Il ritratto dell’Ottocento ha oscillato tra l’offrire un’immagine di sé e l’attribuzione di un’anima al volto. Nel Novecento prevale la ricerca dell’identità, ma anche l’idea di esibizionismo e narcisismo che affondano comunque le loro radici nella seconda metà del secolo precedente.
Ora, nell’epoca attuale, agli inizi del terzo millennio, gli artisti sono impegnati sempre più a scavare nella realtà interiore propria e altrui.
Scuotere il mondo figurativo equivale a mettere in questione le garanzie dell’esistenza. L’ingenuo crede che la figura sia l’esperienza più sicura che l’uomo possiede di se stesso e non osa negare tale certezza, benché dubiti delle proprie esperienze interiori. Egli si immagina che in rapporto a quanto vi è di indeterminato nell’esperienza interiore, l’esperienza diretta del suo corpo costituisca l’unità biologica più certa. (2)
L’artista Kim Engels ci propone delle precise parole chiave per comprendere le varie serie di ritratti da lei realizzati: ogni serie è un’idea: consapevolezza, risveglio, manifestazione dell’essere e del doppio; il ruolo, ma anche il gioco da svolgere all’interno della coppia dove, per esempio, non tutto è maschio come non tutto è femmina (Awareness/Awakening).
L’autrice va all’alfa, all’archetipo dell’identità sessuale, ad Adamo ed Eva: ma questa volta nelle pose in studio, anche se in verità un po’ rigide, è Adamo che offre la mela.
All’interno di ciascun individuo entrambe le forze, il femminile ed il maschile, sono presenti. Ogni individuo si realizza nella ricerca di un equilibrio tra le forze; è un insieme di anima e ragione, di cuore e cervello, di emotività e razionalità.
La serie double-face (Image réfléchie) messa in atto dalla fotografa olandese è una verifica dei valori attraverso il confronto tradizione e mutamenti socio-culturali.
Con una squisita trovata tecnica, Kim produce una metafora linguistica che viene resa concreta e visibile in cinque fotogrammi di ritratti frontali: icone che da uno scatto all’altro lentamente si sfaldano, sbiadiscono, scoloriscono, si annebbiano (Fading Memories). Semplice, efficace idea per rappresentare, rendere evidente come il passato, i ricordi, le memorie si offuscano nella mente.
E’ così che freudianamente la nostra psiche si difende dai brutti ricordi, dalle esperienze dolorose: li rimuove, li cancella, li stempera. Ci piace meno che questo sia anche conseguenza dell’avanzare dell’età.
Nelle coppie vestito-nudo (The alpha and the omega of the manifested being) c’è il gioco dell’identità sessuale che si manifesta ora celata, ora incerta.
E risveglio di pulsioni, ricerca dell’identità appare anche nelle coppie di donne proposte nella versione velata e non (Image réfléchie), dove il gioco della consapevolezza di sé, della fierezza di essere donna sfocia in un più ampio e attualissimo discorso culturale.
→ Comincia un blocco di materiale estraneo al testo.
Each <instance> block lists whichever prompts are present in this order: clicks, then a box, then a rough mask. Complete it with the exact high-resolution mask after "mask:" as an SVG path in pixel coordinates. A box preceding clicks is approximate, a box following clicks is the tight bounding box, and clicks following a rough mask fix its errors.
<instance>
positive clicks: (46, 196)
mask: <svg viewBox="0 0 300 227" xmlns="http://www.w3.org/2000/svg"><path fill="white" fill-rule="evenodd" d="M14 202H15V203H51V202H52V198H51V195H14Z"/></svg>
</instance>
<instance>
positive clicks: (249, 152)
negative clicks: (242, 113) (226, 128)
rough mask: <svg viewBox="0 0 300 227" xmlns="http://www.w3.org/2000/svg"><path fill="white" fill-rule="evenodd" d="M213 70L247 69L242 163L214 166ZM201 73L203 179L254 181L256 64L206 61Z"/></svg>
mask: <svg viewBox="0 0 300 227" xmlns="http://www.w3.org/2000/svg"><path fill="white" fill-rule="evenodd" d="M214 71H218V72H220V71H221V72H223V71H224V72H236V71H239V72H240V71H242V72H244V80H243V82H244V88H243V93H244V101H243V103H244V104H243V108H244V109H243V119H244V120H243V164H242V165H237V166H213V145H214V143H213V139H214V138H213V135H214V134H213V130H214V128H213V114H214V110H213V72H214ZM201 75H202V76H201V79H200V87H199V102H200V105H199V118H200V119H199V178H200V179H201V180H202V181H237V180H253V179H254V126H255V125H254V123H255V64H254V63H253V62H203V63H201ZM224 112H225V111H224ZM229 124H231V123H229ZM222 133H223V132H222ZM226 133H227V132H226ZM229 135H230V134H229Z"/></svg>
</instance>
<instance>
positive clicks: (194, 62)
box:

Soprattutto, nei lavori della Engels non bisogna dimenticare che ogni incontro tra il dentro e il fuori ed ogni contatto con un altro essere è una possibilità di cambiamento: è il fatto che nei ritratti che facciamo agli altri ci ritraiamo anche noi, seppur indirettamente. Nel ritrarre gli altri ci avventuriamo in una ricerca che riguarda innanzitutto noi. Quando scegliamo in piena libertà una persona da ritrarre è perché qualcosa di lei ci attira, o ci intriga per dei motivi non facilmente razionalizzabili, se non destinati a restare per sempre oscuri. (3)
Ciò che emerge con intensità e ridondanza nei ragionati ritratti di Kim Engels è un forte desiderio di comunicazione, di ricerca di esperienze e di conoscenza di sé e dell’altro.
Fondamentalmente è un kafkiano conosci te stesso, un’apertura totalizzante, onnicomprensiva verso gli altri esseri, un impulso a penetrare fisicamente e nell’interiorità della persona con la quale si instaura un feeling.
Per me fotografare è un modo di toccare qualcuno, una forma di tenerezza. (4)

Vincenzo Marzocchini
Note
(1) Roland Barthes, La camera chiara, Ed. Einaudi 2003, p. 15.
(2) Cit. di Einstein in: Georges Didi-Huberman, Storia dell’arte e anacronismo delle immagini, Ed. Bollati Boringhieri
2000, p. 177.
(3) Roberto Salbitani, in Vincenzo Marzocchini: L’immagine di sé. Il ritratto fotografico tra ‘800 e ‘900., Ed. Lanterna
Magica 2010, p. 106.
(4) Nan Goldin, in Uta Grosenick (a cura di): Le donne e l’arte nel XX e XXI secolo, Ed. Taschen 2004, p. 64.